Sometimes, it is not a one-to-one correspondance: For example, iter(obj) returns an iterator for an object, and will work even if __iter__ is not defined. If not defined, it goes on to look if the object defines __getitem__ and will return an iterator accessing the object index-wise (like an array).
This goes together with Python's Duck Typing, we care only about what we can do with an object, not that it is of a particular type.
Actually, those aren't "static" methods in the way you are thinking about them. They are built-in functions that really just alias to certain methods on python objects that implement them.
>>> class Foo(object):
... def __len__(self):
... return 42
...
>>> f = Foo()
>>> len(f)
42
These are always available to be called whether or not the object implements them or not. The point is to have some consistency. Instead of some class having a method called length() and another called size(), the convention is to implement len and let the callers always access it by the more readable len(obj) instead of obj.methodThatDoesSomethingCommon
I thought the reason was so these basic operations could be done on iterators with the same interface as containers. However, it actually doesn't work with len:
def foo():
for i in range(10):
yield i
print len(foo())
... fails with TypeError. len() won't consume and count an iterator; it only works with objects that have a __len__ call.
So, as far as I'm concerned, len() shouldn't exist. It's much more natural to say obj.len than len(obj), and much more consistent with the rest of the language and the standard library. We don't say append(lst, 1); we say lst.append(1). Having a separate global method for length is an odd, inconsistent special case, and eats a very obvious name in the global namespace, which is a very bad habit of Python.
This is unrelated to duck typing; you can say getattr(obj, "len") to decide whether you can use len on an object just as easily--and much more consistently--than you can use getattr(obj, "__len__").
All that said, as language warts go--for those who consider this a wart--this is a very easy one to live with.
On the other hand, min and max do work on iterators, which gives them a use apart from any particular object. This is straightforward, so I'll just give an example:
import random
def foo():
for i in range(10):
yield random.randint(0, 100)
print max(foo())
However, there are no __min__ or __max__ methods to override its behavior, so there's no consistent way to provide efficient searching for sorted containers. If a container is sorted on the same key that you're searching, min/max are O(1) operations instead of O(n), and the only way to expose that is by a different, inconsistent method. (This could be fixed in the language relatively easily, of course.)

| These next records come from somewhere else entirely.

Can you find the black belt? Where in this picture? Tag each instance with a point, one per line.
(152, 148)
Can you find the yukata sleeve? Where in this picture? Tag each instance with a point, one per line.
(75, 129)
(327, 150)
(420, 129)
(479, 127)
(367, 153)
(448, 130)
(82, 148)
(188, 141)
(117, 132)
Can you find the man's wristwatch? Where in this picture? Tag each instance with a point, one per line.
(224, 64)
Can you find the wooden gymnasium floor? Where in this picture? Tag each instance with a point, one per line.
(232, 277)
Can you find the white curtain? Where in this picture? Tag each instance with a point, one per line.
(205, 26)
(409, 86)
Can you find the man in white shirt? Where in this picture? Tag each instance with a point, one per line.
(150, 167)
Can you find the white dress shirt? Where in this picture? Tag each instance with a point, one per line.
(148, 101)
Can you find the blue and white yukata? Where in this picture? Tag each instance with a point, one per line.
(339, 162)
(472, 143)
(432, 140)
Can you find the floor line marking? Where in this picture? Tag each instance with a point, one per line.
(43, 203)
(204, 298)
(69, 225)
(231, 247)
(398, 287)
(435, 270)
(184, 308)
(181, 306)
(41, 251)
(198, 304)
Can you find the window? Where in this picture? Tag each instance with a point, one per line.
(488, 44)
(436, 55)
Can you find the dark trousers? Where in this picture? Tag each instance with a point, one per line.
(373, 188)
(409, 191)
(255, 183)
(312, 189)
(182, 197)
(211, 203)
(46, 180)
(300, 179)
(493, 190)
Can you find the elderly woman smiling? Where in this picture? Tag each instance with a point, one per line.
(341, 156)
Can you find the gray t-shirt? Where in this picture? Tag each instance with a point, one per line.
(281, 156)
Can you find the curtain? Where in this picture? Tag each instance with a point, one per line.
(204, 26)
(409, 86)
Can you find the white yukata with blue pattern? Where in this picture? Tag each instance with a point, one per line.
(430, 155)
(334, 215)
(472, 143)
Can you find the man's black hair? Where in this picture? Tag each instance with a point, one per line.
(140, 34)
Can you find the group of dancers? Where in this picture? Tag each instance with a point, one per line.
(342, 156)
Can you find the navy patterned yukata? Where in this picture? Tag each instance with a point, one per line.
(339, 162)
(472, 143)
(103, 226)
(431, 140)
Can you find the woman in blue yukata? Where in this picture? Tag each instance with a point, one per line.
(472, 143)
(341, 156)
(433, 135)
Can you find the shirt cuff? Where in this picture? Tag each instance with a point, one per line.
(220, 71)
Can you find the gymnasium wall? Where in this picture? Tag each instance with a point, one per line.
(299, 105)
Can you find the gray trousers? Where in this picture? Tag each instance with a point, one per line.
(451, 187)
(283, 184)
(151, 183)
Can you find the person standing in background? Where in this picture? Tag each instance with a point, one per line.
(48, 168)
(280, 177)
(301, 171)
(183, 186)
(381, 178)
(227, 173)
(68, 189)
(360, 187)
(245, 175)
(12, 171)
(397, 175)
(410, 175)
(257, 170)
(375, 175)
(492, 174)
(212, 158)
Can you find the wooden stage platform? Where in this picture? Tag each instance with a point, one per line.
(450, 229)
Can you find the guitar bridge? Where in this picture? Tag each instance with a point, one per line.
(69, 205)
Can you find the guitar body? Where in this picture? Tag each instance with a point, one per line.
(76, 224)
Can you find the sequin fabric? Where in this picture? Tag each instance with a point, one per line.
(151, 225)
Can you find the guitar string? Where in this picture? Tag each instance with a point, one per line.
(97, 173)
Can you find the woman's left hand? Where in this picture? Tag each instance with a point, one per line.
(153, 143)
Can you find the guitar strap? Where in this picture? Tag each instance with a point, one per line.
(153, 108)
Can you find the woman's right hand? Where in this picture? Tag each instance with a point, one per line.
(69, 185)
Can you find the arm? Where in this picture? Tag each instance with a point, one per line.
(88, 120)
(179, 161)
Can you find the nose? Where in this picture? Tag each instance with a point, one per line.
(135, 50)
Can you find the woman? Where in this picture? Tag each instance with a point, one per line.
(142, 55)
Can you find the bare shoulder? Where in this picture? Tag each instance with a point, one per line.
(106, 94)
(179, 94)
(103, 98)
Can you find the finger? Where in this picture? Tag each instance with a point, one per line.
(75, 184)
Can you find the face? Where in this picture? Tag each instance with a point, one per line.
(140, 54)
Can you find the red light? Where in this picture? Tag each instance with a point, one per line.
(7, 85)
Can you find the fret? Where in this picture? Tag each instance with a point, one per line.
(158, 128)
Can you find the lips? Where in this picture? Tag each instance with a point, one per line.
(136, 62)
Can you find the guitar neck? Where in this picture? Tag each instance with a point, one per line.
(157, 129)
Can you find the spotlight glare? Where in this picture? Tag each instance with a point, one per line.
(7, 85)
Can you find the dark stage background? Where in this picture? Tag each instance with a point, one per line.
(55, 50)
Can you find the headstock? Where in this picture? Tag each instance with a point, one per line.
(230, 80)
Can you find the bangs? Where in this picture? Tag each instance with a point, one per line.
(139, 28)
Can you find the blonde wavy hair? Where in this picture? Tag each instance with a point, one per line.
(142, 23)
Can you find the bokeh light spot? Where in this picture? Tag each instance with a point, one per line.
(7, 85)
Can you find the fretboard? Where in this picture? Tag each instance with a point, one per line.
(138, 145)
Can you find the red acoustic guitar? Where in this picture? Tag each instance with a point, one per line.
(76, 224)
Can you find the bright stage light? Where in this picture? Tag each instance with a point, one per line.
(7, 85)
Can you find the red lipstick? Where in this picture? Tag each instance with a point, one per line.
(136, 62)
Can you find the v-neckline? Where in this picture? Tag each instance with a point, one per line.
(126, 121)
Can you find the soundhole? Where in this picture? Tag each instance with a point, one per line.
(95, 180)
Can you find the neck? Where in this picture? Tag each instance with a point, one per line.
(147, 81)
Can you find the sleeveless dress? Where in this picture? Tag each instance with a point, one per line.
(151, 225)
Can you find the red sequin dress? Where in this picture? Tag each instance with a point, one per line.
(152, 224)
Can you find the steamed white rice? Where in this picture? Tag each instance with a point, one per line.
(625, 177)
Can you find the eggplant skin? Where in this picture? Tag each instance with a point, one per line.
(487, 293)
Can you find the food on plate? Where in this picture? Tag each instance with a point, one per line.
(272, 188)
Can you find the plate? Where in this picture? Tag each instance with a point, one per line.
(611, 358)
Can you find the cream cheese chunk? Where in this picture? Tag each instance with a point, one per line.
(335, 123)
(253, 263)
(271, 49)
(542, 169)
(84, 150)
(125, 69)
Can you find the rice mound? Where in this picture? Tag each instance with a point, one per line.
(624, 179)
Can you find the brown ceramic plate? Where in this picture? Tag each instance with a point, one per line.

To follow up with another issue with this: it prevents use of Python's method binding. As a simple, contrived example, you can do this to supply a function to add values to a list:
def add(f):
f(1)
f(2)
f(3)
lst = []
add(lst.append)
print lst
and this works on all member functions. You can't do that with min, max or len, though, since they're not methods of the object they operate on. Instead, you have to resort to functools.partial, a clumsy second-class workaround common in other languages.
Of course, this is an uncommon case; but it's the uncommon cases that tell us about a language's consistency.